Si l’on en croit les traités de blason et les manuels d’iconologie compilés à la fin du Moyen Âge et au début de l’époque moderne, chaque saison possède sa couleur emblématique. Ces ouvrages, qui eurent longtemps une influence considérable sur la création poétique et artistique, se plaisent à établir des correspondances entre les couleurs et différents éléments tels que les planètes, les métaux, les pierres précieuses, les âges de la vie, les signes du zodiaque et les saisons. Si tous les auteurs s’accordent pour affirmer que le printemps est vert, l’été rouge, l’automne jaune et l’hiver noir, peu nombreux sont en revanche ceux qui donnent les raisons d’une telle palette.

Pourquoi l’hiver est-il noir ? Certains soulignent que, pendant cette saison, les nuits sont plus longues que les jours, et que l’obscurité l’emporte sur la lumière. D’autres affirment que l’hiver a un effet néfaste sur les humeurs et provoque un excès de bile noire, c’est-à-dire de mélancolie. D’autres encore, plus nombreux, font un rapprochement avec les quatre âges de la vie : de même que le printemps correspond à la jeunesse et est « rempli de verdeur », l’hiver, lui, est associé à la vieillesse et, comme elle, représente un temps de souffrance, de tristesse et de malheur. Avec l’hiver, qu’il s’agisse de celui de la nature ou de celui de la vie, la mort n’est plus très loin. Or, en Occident, la mort a une couleur, une seule : le noir.

Pendant l’hiver, les affres du climat prennent le pas sur la crainte des ténèbres

Ces correspondances disparaissent à l’époque des Lumières. L’hiver change alors de couleur : de noir il devient blanc. À la nuit et à la misère succède désormais le froid. Ce blanc est en effet celui de la glace et de la neige, que l’on peut voir dans la peinture de paysage et la représentation des saisons. Contrairement à une idée reçue, les sociétés anciennes savaient mieux lutter contre le froid que contre les grandes chaleurs, du moins en Europe. Par là même, ce qu’elles redoutaient surtout dans l’hiver n’était pas tant la température glaciale que l’absence de lumière. Les ténèbres leur rappelaient le diable, l’enfer et la mort à venir. Cependant, au XVIIIe siècle, l’obscurité est partout en recul, pas seulement dans les esprits, mais aussi dans la vie quotidienne : les portes et les fenêtres s’agrandissent, l’éclairage s’améliore, son coût diminue ; on voit mieux les couleurs et on leur accorde plus d’attention. Le noir en est la première victime : il ne fait plus peur. Pendant l’hiver, les affres du climat prennent le pas sur la crainte des ténèbres, au point que la mauvaise saison finit par changer de couleur : elle devient blanche, comme la neige.

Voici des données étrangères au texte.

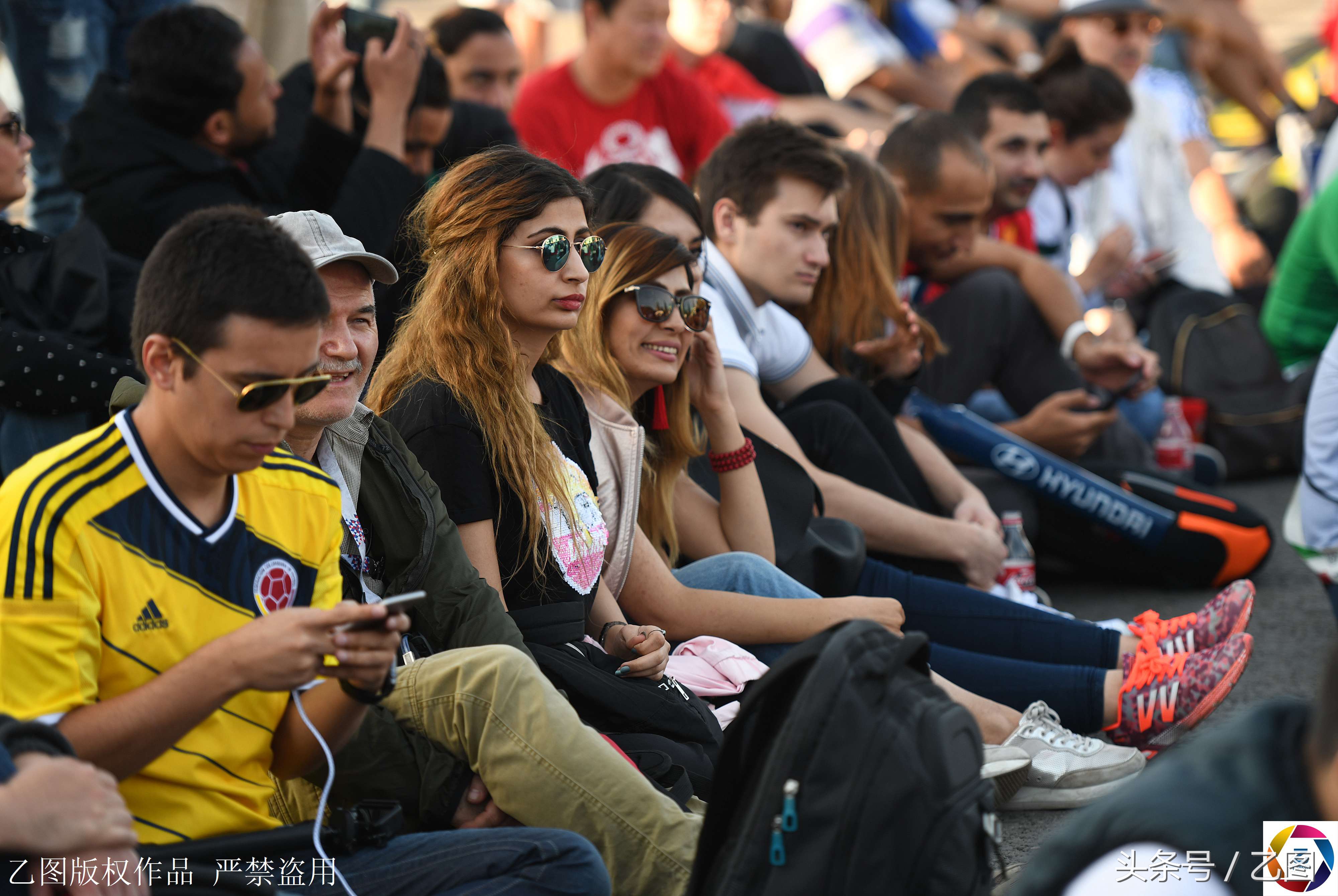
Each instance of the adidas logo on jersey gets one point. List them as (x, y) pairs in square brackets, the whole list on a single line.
[(151, 618)]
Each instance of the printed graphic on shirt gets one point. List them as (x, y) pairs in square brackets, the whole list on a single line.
[(628, 141), (577, 549), (275, 586)]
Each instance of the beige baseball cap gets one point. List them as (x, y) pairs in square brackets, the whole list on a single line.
[(324, 244)]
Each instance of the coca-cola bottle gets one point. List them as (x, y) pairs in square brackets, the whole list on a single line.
[(1020, 564), (1175, 443)]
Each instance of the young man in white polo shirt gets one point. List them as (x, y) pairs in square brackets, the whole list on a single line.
[(769, 193)]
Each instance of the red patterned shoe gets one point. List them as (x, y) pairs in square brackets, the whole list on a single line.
[(1165, 696), (1228, 614)]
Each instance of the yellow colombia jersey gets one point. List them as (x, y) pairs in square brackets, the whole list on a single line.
[(109, 581)]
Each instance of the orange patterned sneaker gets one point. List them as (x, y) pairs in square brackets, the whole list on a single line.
[(1228, 614), (1167, 695)]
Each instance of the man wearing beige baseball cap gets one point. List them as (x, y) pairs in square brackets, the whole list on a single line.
[(445, 741)]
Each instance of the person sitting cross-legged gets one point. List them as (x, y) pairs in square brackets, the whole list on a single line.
[(172, 580)]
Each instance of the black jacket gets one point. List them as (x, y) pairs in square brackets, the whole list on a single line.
[(1212, 795), (140, 180), (65, 320)]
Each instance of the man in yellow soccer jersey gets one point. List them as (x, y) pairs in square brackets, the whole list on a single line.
[(172, 576)]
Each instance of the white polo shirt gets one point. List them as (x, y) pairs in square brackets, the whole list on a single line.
[(767, 341)]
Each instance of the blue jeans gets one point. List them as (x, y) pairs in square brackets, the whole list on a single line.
[(743, 573), (517, 862), (1145, 414), (58, 48), (25, 435), (993, 648)]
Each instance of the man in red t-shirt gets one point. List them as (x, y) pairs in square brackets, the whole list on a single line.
[(617, 101)]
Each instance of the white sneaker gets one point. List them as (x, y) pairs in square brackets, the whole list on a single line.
[(1007, 767), (1067, 771)]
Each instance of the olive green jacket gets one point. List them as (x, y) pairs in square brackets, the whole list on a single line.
[(406, 523)]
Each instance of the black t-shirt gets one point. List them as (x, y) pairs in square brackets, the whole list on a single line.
[(769, 57), (452, 449), (474, 127)]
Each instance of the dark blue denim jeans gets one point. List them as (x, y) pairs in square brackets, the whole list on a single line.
[(993, 648)]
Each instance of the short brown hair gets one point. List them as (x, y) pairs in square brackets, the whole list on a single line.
[(217, 263), (749, 164), (915, 150)]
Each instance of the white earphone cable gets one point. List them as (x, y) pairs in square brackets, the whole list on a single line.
[(326, 794)]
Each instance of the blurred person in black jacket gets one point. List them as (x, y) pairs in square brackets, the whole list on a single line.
[(65, 320), (53, 807), (438, 131), (482, 59), (195, 123)]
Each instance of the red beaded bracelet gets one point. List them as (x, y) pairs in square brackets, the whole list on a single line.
[(737, 459)]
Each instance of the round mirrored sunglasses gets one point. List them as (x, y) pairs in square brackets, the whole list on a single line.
[(557, 248), (656, 304)]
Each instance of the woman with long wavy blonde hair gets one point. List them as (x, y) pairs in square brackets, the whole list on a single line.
[(664, 364), (505, 436), (857, 297)]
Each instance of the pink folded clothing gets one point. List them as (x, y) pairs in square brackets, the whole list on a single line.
[(714, 667)]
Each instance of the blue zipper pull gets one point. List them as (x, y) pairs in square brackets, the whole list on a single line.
[(789, 815), (778, 844)]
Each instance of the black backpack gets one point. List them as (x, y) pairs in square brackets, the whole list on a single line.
[(1213, 348), (849, 772)]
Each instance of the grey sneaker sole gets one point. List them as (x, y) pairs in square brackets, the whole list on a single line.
[(1064, 798), (1008, 784)]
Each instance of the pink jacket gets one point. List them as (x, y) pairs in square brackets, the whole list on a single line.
[(715, 668)]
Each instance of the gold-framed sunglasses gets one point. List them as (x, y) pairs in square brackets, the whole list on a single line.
[(258, 396)]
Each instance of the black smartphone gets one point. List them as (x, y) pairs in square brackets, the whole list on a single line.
[(361, 27), (1109, 398), (399, 604)]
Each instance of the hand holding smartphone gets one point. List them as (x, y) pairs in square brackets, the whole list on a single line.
[(361, 27), (399, 604)]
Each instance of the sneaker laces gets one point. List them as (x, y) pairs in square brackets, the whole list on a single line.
[(1150, 622), (1150, 665), (1046, 721)]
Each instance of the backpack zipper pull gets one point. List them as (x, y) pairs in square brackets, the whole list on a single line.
[(778, 844), (789, 815)]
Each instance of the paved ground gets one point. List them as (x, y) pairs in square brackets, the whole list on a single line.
[(1293, 628)]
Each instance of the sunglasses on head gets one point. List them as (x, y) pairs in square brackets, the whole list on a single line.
[(256, 396), (13, 126), (557, 248), (656, 304), (1125, 23)]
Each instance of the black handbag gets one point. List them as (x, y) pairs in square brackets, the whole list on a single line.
[(822, 553), (646, 719)]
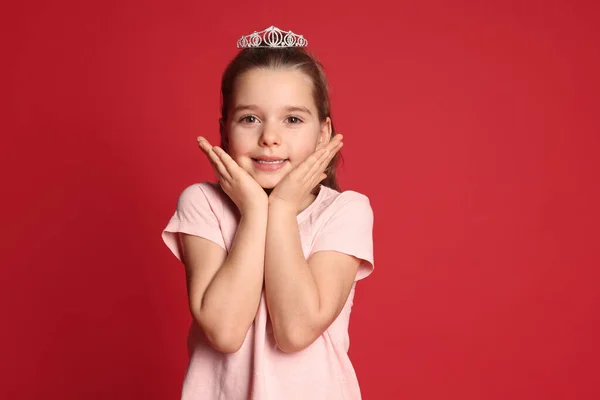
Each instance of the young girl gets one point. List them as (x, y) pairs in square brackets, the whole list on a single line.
[(271, 254)]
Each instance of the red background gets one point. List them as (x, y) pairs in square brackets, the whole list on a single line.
[(472, 126)]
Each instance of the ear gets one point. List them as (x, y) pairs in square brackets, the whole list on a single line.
[(324, 133)]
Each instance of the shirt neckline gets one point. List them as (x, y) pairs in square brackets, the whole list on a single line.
[(312, 205)]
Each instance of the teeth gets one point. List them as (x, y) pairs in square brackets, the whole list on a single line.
[(270, 162)]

À la nuit et à la misère succède désormais le froid

Le blanc était depuis longtemps la couleur du froid, mais ce qui constitue une nouveauté à partir de la fin du XVIIIe siècle, c’est le choix du bleu pour l’accompagner dans ce rôle, et même le devancer. La cartographie est la première à porter témoignage d’un bleu froid, et même très froid : dès 1780-1800, sur certaines cartes aquarellées des régions de montagne, les glaciers sont indiqués en blanc et le cœur de ces mêmes glaciers, en bleu. Pour exprimer le froid, le bleu est ici devenu un au-delà du blanc, un « super-blanc » en quelque sorte. Cet usage a perduré et s’est peu à peu étendu à d’autres domaines. De nos jours, par exemple, l’intérieur de nos réfrigérateurs est blanc afin de traduire l’idée de froid (et d’hygiène), mais le freezer est souvent bleu, couleur du « super-froid ».

Couleur froide, le bleu est également devenu, plus récemment, une des couleurs de Noël. Cela peut paraître surprenant, mais j’en ai eu confirmation le 21 décembre 2018 en allant faire une conférence en banlieue parisienne, par un sombre soir d’hiver. Sur la grande place de la ville, j’ai pu lire une étrange banderole : « Rendez-nous les vraies couleurs de Noël. » Cette requête, inscrite en capitales maladroites sur un support textile, ne s’adressait pas à moi mais à la municipalité. Noël était proche, et une fort belle décoration avait été installée tout autour de la place : quatre sapins géants, des guirlandes lumineuses, des couronnes imposantes, des boules de différentes tailles et même deux faux bonshommes de neige coiffés d’un chapeau haut de forme et armés d’un balai. Or, ce qui me frappa au premier regard, ce fut l’absence des couleurs traditionnelles de Noël : le vert, le rouge, le doré. Rien de tel ici, la palette était autre : du blanc, du bleu, de l’argenté. Les sapins n’étaient pas de vrais sapins, mais des fac-similés géants en plastique blanc ; les guirlandes avaient la couleur de l’argent ; les couronnes et les boules étaient bleues, d’un bleu clair, métallique, glacé.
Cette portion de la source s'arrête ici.